JOE KOHEN / GETTY IMAGES FOR THE NEW YORKER
Crude humor turned into tragedy in the case of prominent CNN and New Yorker legal critic Jeffrey Toobin, who allegedly exposed his genitals to colleagues as he fumbled between a Zoom work and a pornographic interlude . Many said Toobin deserved to be fired by the New Yorker, citing the #metoo movement (#metoobin became the hashtag). Others sympathized with a too human situation. “There, but for a better job of the camera, go ahead,” they seemed to be saying.

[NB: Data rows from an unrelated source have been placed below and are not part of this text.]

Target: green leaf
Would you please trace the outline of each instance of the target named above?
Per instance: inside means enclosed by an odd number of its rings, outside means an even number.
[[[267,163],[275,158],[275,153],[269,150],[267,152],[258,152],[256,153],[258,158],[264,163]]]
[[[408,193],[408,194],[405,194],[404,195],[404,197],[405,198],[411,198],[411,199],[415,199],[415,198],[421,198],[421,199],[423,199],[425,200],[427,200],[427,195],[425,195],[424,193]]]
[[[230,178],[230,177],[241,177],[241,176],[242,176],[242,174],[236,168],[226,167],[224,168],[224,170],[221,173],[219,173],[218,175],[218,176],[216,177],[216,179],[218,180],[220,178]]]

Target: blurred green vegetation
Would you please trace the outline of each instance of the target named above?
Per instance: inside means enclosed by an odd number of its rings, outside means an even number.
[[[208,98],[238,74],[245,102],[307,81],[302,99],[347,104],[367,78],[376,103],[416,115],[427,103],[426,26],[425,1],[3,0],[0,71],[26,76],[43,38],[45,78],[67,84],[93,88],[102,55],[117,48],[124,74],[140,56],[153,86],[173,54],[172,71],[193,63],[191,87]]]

Read more: New Yorker Suspends Jeffrey Toobin For Masturbating On Zoom Call, Vice News
Light pollution from satellite mega-stellations
Since prehistoric times mankind has looked upward for awe and inspiration, to imagine what forces created the world – and which could end it.
But now that cosmic vision is tainted by reflections from thousands of cheap commercial satellites blown up by companies like Amazon, OneWeb, and SpaceX, who want to cover Earth with internet connections. Sixty satellites can emerge from a single rocket.
CTIO / NOIRLAB / NSF / AURA / DECAM DELVE SURVEY
The problem for astronomers is that sunlight is reflected off the satellites, which pass at low altitude at dawn or fly overhead, constantly illuminated. Their very number is a problem. SpaceX plans to launch 12,000 of its Starlink satellites, while other operators are planning 50,000.
Of greatest concern are wide-field optical telescopes sitting on top of mountains, whose job it is to detect exoplanets or near-Earth objects that might collide with our planet. There is now an afterthought attempt to resolve the issue. SpaceX tried to color a satellite black, but it heated up too quickly. More recently, the company has started equipping satellites with sunshades to stop glare.
Read more: Mega-constellations of satellites risk ruining astronomy forever, MIT Technology Journal
Learn more: Impact of satellite constellations on optical astronomy and recommendations to mitigate them, NSF NOIRLab
The vaccine that makes you HIV positive
We knew things could go wrong with the rushed covid-19 vaccination effort, but the fate of the local Australian candidate was still a surprise.